Du kannst ja mit dem Interferometer gleich die Fräserposition oder am besten die Fräserschneidenposition messen, aber dann bleibt immer noch mein oben beschriebener Punkt c.)
Das wiederum bedingt dass du "kräftelos" fräsen solltest, wo wir dann beim Laserschneiden/Wasserstrahlschneiden wären.
Aber das ist ein anderes Thema.

Alwin

Hmpf
14.11.2003, 13:00
Hallo Leute,
erstmal danke für die Antworten


Hast Du auch einen Realnamen? :D Wäre doch schon etwas seltsam wenn nicht oder? :D
Wenn ich nich gerade am PC sitze heisse ich Felix Grünewald ;)

Also ich denke werde dann wohl lieber doch kein Laserinterferometer nehmen.
Ihr habt ja recht, es macht wirklich nicht besonders viel Sinn...

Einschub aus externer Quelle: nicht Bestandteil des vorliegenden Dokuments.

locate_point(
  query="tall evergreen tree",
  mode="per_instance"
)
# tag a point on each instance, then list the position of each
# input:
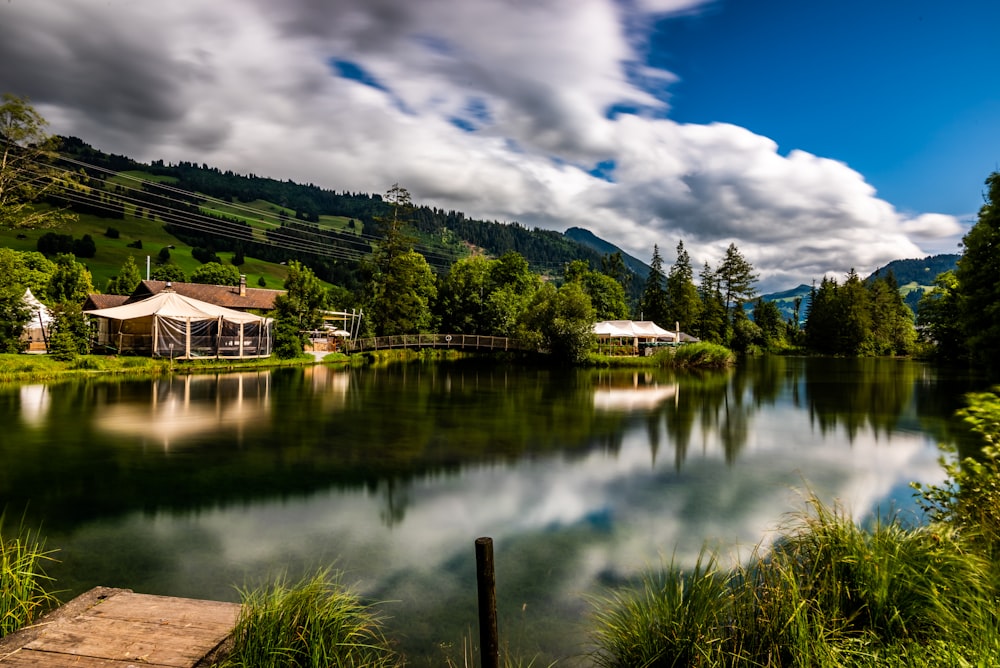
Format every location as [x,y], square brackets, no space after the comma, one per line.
[25,176]
[823,318]
[298,310]
[654,297]
[856,319]
[736,279]
[682,294]
[712,323]
[940,316]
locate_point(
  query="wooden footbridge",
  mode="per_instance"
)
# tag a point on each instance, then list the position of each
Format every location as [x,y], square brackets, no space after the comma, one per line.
[469,342]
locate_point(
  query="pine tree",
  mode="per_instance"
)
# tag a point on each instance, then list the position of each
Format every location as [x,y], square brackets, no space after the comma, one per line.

Ein Messsystem würde ich allerdings trotzdem gerne einbauen.
Bosch-Rexroth bietet Kugelschienenführungen an bei denen schon ein Messsystem integriert ist,
allerdings weiss ich nicht wie genau und vor allem wie teuer die sind.
(muss mal schauen ob ich irgendwo Informationen dazu finde)

Jetzt stellt sich für mich aber noch eine andere Frage...
Wie kann ich sicherstellen, daß die Profilschienen wirklich gerade sind??
Ich hatte vor die Dinger auf eine relativ dicke Stahlplatte zu schrauben, aber woher weiss ich denn ob die gerade ist?
(und vor allem ob sie auch dann noch gerade ist, wenn die Schienen drauf sind)
Und selbst wenn die Platte gerade ist...
ich hab ja auch noch eine Y-Achse, und die muss ja wohl auch gerade sein.
(ich hab irgendwie die Befürchtung, daß die Achse in der Mitte etwas "durchhängen" könnte)

Wie soll ich das machen??
Wie kann ich die Fräse bauen, so daß die Achsen gerade sind, und vor allem auch gerade bleiben?